Step 1 Know which type of hard drive you have
There are several types of hard drives out there, the most common ones being SATA and IDE. If you're wondering which one you have, take a look at the picture below.
The top picture is an IDE drive, the bottem SATA. By looking at the type of cables required, you can tell which type of drive you have. For laptops, if your hard drive looks like this then it's a SATA drive:
It doesn't matter which one it is as long as your USB-SATA/IDE device can handle the connection.
Step 2 Have your secondary computer and USB-SATA/IDE device ready
Simply put, have your USB-SATA/IDE device plugged in to the secondary computer or laptop and ready to go. This might seem like a simple step, but it's necessary. You don't need to install the device with a CD or anything, just having it plugged in to the computer is enough.
Step 3 Insert problem hard drive into the USB-SATA/IDE device
Give it a few seconds and the computer will try to label your device as a USB hard drive:
This is what shows up in Windows 7. On other operating systems this might not come up. In that case you can simply go to "My Computer" and find the hard drive there.
Step 4 Once the hard drive shows up on your computer, retrieve and backup data
On my computer, the drive shows up as drive E
Opening drive E enables me to browse through the hard drive in question. If it was a corrupted hard drive or one full of viruses, I could go to the folders I need and copy them to the secondary computer to create a backup.
In Windows XP, most people keep their files in their "Documents and Settings" folder. In Windows 7 it's the "Users" folder. Looking there will enable to you find most of what you will need on an average setting.
If you are backing up data that might be infected with viruses or trojans it is recommended to run a scan with your anti-virus software first.
Step 5 [OPTIONAL] If you plan to try to fix the bad hard drive:
- If it's a computer that was full of viruses or trojans, you could run Malwarebytes or an anti-virus software to try to rid of the hard drive of problems.
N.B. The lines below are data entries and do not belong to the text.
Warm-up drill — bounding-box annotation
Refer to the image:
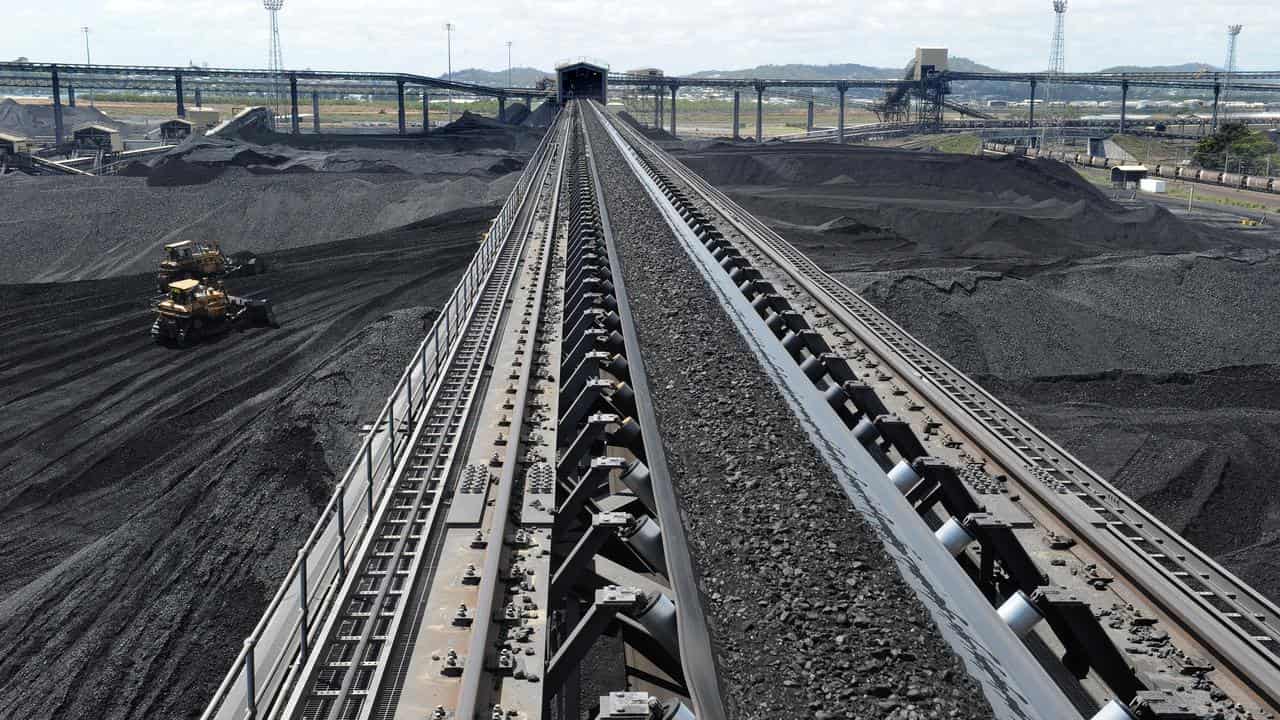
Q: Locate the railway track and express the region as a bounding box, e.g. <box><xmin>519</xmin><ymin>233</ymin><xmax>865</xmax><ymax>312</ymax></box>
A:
<box><xmin>205</xmin><ymin>99</ymin><xmax>726</xmax><ymax>720</ymax></box>
<box><xmin>591</xmin><ymin>99</ymin><xmax>1280</xmax><ymax>717</ymax></box>
<box><xmin>204</xmin><ymin>95</ymin><xmax>1280</xmax><ymax>720</ymax></box>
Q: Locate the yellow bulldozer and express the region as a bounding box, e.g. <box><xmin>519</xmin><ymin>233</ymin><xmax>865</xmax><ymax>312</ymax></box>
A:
<box><xmin>151</xmin><ymin>278</ymin><xmax>279</xmax><ymax>347</ymax></box>
<box><xmin>156</xmin><ymin>240</ymin><xmax>266</xmax><ymax>292</ymax></box>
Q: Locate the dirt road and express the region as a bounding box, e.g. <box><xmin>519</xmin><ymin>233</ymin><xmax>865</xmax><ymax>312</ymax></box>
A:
<box><xmin>0</xmin><ymin>208</ymin><xmax>483</xmax><ymax>719</ymax></box>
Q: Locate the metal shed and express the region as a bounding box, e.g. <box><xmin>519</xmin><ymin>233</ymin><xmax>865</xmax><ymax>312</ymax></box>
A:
<box><xmin>1111</xmin><ymin>165</ymin><xmax>1148</xmax><ymax>187</ymax></box>
<box><xmin>72</xmin><ymin>124</ymin><xmax>124</xmax><ymax>152</ymax></box>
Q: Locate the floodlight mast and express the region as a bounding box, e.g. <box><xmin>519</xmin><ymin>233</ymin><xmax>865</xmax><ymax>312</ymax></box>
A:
<box><xmin>262</xmin><ymin>0</ymin><xmax>284</xmax><ymax>127</ymax></box>
<box><xmin>1219</xmin><ymin>26</ymin><xmax>1244</xmax><ymax>126</ymax></box>
<box><xmin>1041</xmin><ymin>0</ymin><xmax>1066</xmax><ymax>151</ymax></box>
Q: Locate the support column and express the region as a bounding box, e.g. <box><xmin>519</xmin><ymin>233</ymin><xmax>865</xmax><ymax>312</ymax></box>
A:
<box><xmin>396</xmin><ymin>79</ymin><xmax>404</xmax><ymax>135</ymax></box>
<box><xmin>733</xmin><ymin>90</ymin><xmax>742</xmax><ymax>140</ymax></box>
<box><xmin>1027</xmin><ymin>78</ymin><xmax>1036</xmax><ymax>129</ymax></box>
<box><xmin>1120</xmin><ymin>79</ymin><xmax>1129</xmax><ymax>135</ymax></box>
<box><xmin>289</xmin><ymin>73</ymin><xmax>302</xmax><ymax>135</ymax></box>
<box><xmin>671</xmin><ymin>85</ymin><xmax>680</xmax><ymax>137</ymax></box>
<box><xmin>173</xmin><ymin>73</ymin><xmax>187</xmax><ymax>118</ymax></box>
<box><xmin>836</xmin><ymin>82</ymin><xmax>849</xmax><ymax>145</ymax></box>
<box><xmin>50</xmin><ymin>65</ymin><xmax>63</xmax><ymax>145</ymax></box>
<box><xmin>1211</xmin><ymin>81</ymin><xmax>1222</xmax><ymax>132</ymax></box>
<box><xmin>755</xmin><ymin>85</ymin><xmax>764</xmax><ymax>145</ymax></box>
If it's successful, you could return the hard drive to the original computer and see if works properly. Some people might say "why doesn't the user run these virus scans in Safe Mode first?" but I've seen computers so corrupt with trojans that Safe Mode was not a viable option anymore. It just varies on severity. If it gets that bad then doing this SATA to USB method, backing up, and reformatting might be the best option.
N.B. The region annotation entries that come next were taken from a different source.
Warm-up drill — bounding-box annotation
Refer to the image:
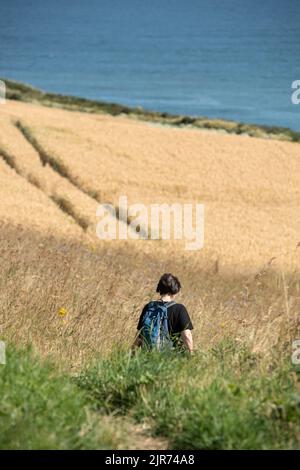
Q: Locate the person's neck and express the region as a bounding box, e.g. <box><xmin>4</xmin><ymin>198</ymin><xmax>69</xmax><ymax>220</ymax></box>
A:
<box><xmin>160</xmin><ymin>294</ymin><xmax>173</xmax><ymax>302</ymax></box>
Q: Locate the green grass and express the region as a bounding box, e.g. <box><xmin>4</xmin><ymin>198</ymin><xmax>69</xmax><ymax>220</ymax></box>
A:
<box><xmin>0</xmin><ymin>348</ymin><xmax>129</xmax><ymax>449</ymax></box>
<box><xmin>77</xmin><ymin>341</ymin><xmax>300</xmax><ymax>449</ymax></box>
<box><xmin>2</xmin><ymin>78</ymin><xmax>300</xmax><ymax>142</ymax></box>
<box><xmin>0</xmin><ymin>340</ymin><xmax>300</xmax><ymax>450</ymax></box>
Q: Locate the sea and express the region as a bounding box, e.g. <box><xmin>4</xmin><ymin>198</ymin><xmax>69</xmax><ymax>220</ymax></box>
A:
<box><xmin>0</xmin><ymin>0</ymin><xmax>300</xmax><ymax>130</ymax></box>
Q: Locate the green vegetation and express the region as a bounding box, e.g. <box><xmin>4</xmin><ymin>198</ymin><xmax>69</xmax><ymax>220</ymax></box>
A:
<box><xmin>77</xmin><ymin>341</ymin><xmax>300</xmax><ymax>449</ymax></box>
<box><xmin>0</xmin><ymin>348</ymin><xmax>129</xmax><ymax>449</ymax></box>
<box><xmin>2</xmin><ymin>78</ymin><xmax>300</xmax><ymax>142</ymax></box>
<box><xmin>0</xmin><ymin>340</ymin><xmax>300</xmax><ymax>450</ymax></box>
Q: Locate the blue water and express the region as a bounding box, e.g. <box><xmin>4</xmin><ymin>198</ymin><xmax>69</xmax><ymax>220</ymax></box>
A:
<box><xmin>0</xmin><ymin>0</ymin><xmax>300</xmax><ymax>130</ymax></box>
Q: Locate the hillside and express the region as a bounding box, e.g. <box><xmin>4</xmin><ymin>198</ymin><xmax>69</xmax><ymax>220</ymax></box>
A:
<box><xmin>0</xmin><ymin>94</ymin><xmax>300</xmax><ymax>365</ymax></box>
- If it's a physical corruption problem, like the blue screen of death, then this method gives you a chance to try to fix the damaged drive. Using Start-> Run -> CMD opens up the DOS window and the user could run a chkdsk /r or /p on the drive. For the problem formatting of these commands, please look online for their proper formatting. If that doesn't work then you could force a format of the drive, but at that point I would recommend buying a new hard drive.
Well that's it. The USB-SATA/IDE method is an easy way of trying to deal with a bad hard drive that has problems with corruption or viruses. The old methods were to either install the hard drive inside another computer (meaning opening the computer case and dealing with cables) or using Safe Mode or the Recovery Console. For people that deal semi-constantly with these issues, having access to a bad hard drive via USB is a huge improvement compared to the old methods.
If you have any questions please comment and I will try to answer as best as I can.
- In most cases dealing with a severe virus infection it is easier (time-wise) to backup the data and reinstall everything than trying to clean and solve the problem.
- For a corrupted drive, it is easier to backup the data and get a replacement drive that does not have physical errors. If the drive is extremely corrupted physically, then even this USB-SATA/IDE method will not work. All you will hear is strange noises and sounds coming out of the struggling and dead hard drive.